I just moved to the country. We are on a well. We were told by inspector that we have excellent water flow. The problem -- while showering, the water pressure ebbs and flows in waves. It also seems kinda "low pressure" to what I had in the city of Dayton, Ohio. There is a water softener and a 30 gallon hot water heater attached (which I plan to replace with a 50 gallon), also a 20 gallon pressure diaphram (that I have no idea what it does). What do I need to do to increase the pressure of the water in the home and also outside on the faucets?
Please help this city boy adjust to the country !!
Thanks..
Greg

JLMCDANIEL
Re: Water Pressure-well

If you have a pressure switch like the one pictured here You can remove the cover and there will be one or two adjusting screws to adjust the pressure(instructions should be on the inside of the cover).
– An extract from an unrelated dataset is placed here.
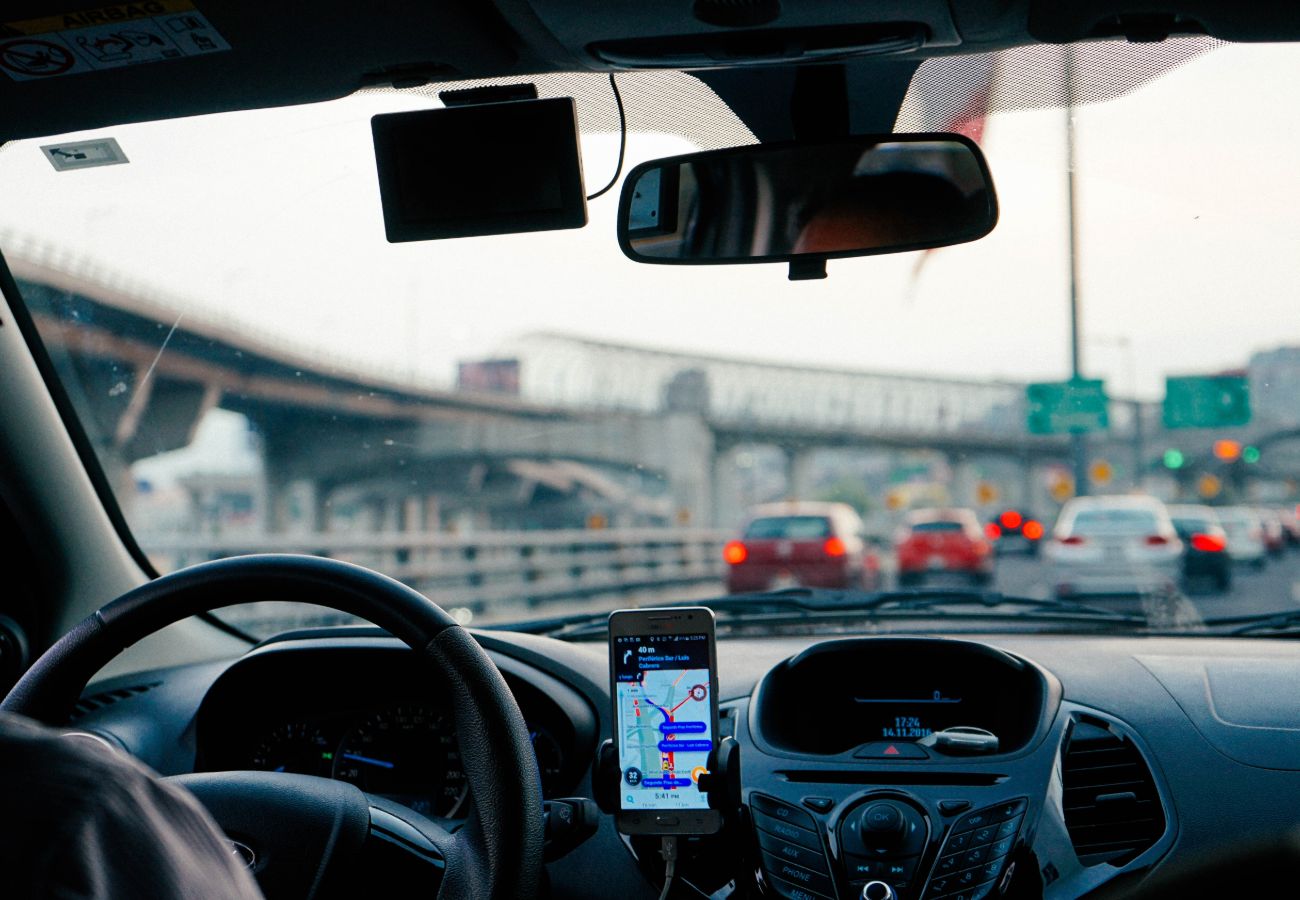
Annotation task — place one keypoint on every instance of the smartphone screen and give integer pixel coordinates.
(664, 706)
They come from the factory preset for 20/40 lbs or 30/50 lbs. The 20/40 set unit will turn on the pump when the pressure is less than 20 lbs and off when the pressure is greater than 40 lbs. Once you increase the pressure the pre-charge in the bladder tank should be adjust to about 2 lbs less than the on pressure. Personally I would not recommend adjusting the pressure to more than 40/60 lbs.

Jack

keith3267
Re: Water Pressure-well

Good explanation above, but before you go and change things, the reason for the fluctuation in water pressure is to keep the pump from wearing out the pump prematurely. The pump runs long enough to build up pressure in the tank, then it shuts off until the pressure drops to the lower limit.

The 20 gallon "pressure diaphragm" is an accumulator. That is a tank that is half filled with water and half air. Water will not compress, air will. The air acts like a cushion. Since your tank is only 20 gallons, it takes three to four gallons of water to go between the high and low limits. That means the pump gets the tank up to the high limit, say 40 psi, then the air pressure pushes water out to the shower until the pressure gets down to the lower limit, say 20 psi when the pump kicks back on.
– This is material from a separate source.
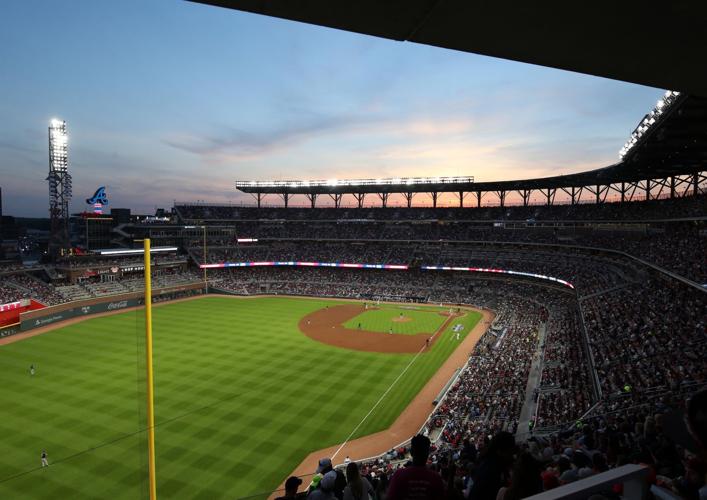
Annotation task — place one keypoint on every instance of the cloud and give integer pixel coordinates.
(235, 144)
Since you described your accumulator as a pressure diaphragm, it probably uses a rubber diaphragm to keep the air from being absorbed into the water. Tanks without a diaphragm can get "waterlogged" causing the pump to constantly cycle on and off and causing damage to them. Those without a diaphragm usually have an "air injector" to keep this from happening.

Before you change the pressure switch to one with values that are closer together, like a 60/40, be sure the pump is designed for the increased pressure.

Welcome to life on the well. You'll get used to it.

johnjh2o
Re: Water Pressure-well

It sounds like the bladder is gone in the tank. If you get water out of the snifter valve on the top of the tank it's gone. The only fix for that is to replace the tank.